Tamiang adalah sebagai simbol pelindung dan juga senjata dari Dewata Nawa Sanga sebagai lambang perputaran roda kehidupan, cakraning panggilingan untuk mengingatkan pada hukum alam (rta). Artinya, jika masyarakat tidak mampu menyesuaikan diri dengan alam, atau taat dengan hukum alam sudah pasti akan tergilas roda kehidupan, bahaya berupaya bencana alam dan kerusakan alam. 

Biasanya, tamiang dipasang di pojok rumah dan di pelinggih yang pada dasarnya, bekal yang paling utama dalam mengarungi kehidupan ini adalah ilmu pengetahuan dan bhakti (jnana). 

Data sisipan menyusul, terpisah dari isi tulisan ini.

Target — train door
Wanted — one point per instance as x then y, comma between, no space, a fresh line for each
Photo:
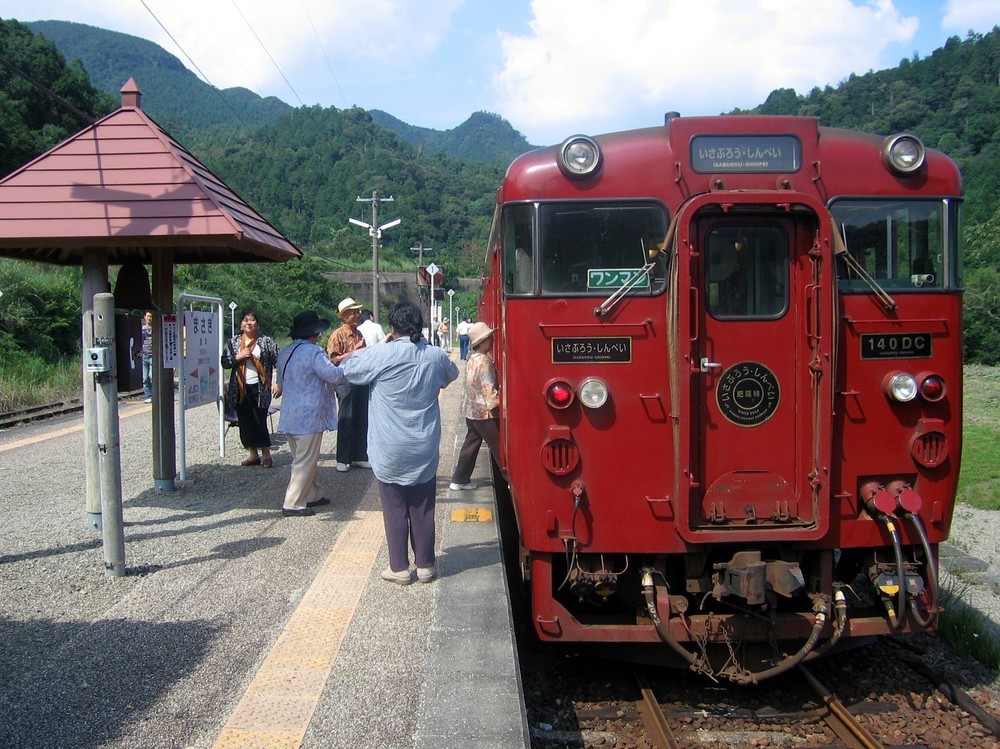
760,347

Sedangkan, senjata yang paling ampuh adalah ketenangan pikiran. Karena dengan ketenangan pikiran tidak akan dapat dikalahkan oleh senjata apapun. Ikang manah pinaka witing indria yang berarti pikiran itu sumber dari indria. “Ini artinya, senjata pikiranlah yang paling ampuh dan utama dalam menghadapi berbagai persoalan dalam kehidupan globalisasi kekinian yang serba teknologi canggih. Demikian disebutkan dalam kutipan artikel Metro Bali, Kuningan, Jaga Hati dan Pikiran untuk Taksu Bali.

Sementara "Sampian Tamiang" dalam Kuningan disebutkan bahwa berbagai simbol perang mewarnai perayaan Kuningan tersebut, simbol tamiang ini dimaknai sebagai pertahanan diri. Dalam menghadapi berbagai tantangan hidup, pertahanan diri yang ampuh adalah moral dan etika serta ilmu pengetahuan. 

Dengan memiliki pertahanan seperti itu umat diharapkan mampu menghadapi kegelapan, kebodohan dan musuh-musuh yang ada dalam diri. 

Dengan mampu memerangi musuh-musuh yang bersumber dari dalam diri, maupun tekanan eksternal yang ingin merusak nilai-nilai kesucian, umat diharapkan dapat mencapai jagadhita.

Demikianlah disebutkan tamiang sebagai simbol pelindung dan lambang dari perputaran roda kehidupan ini.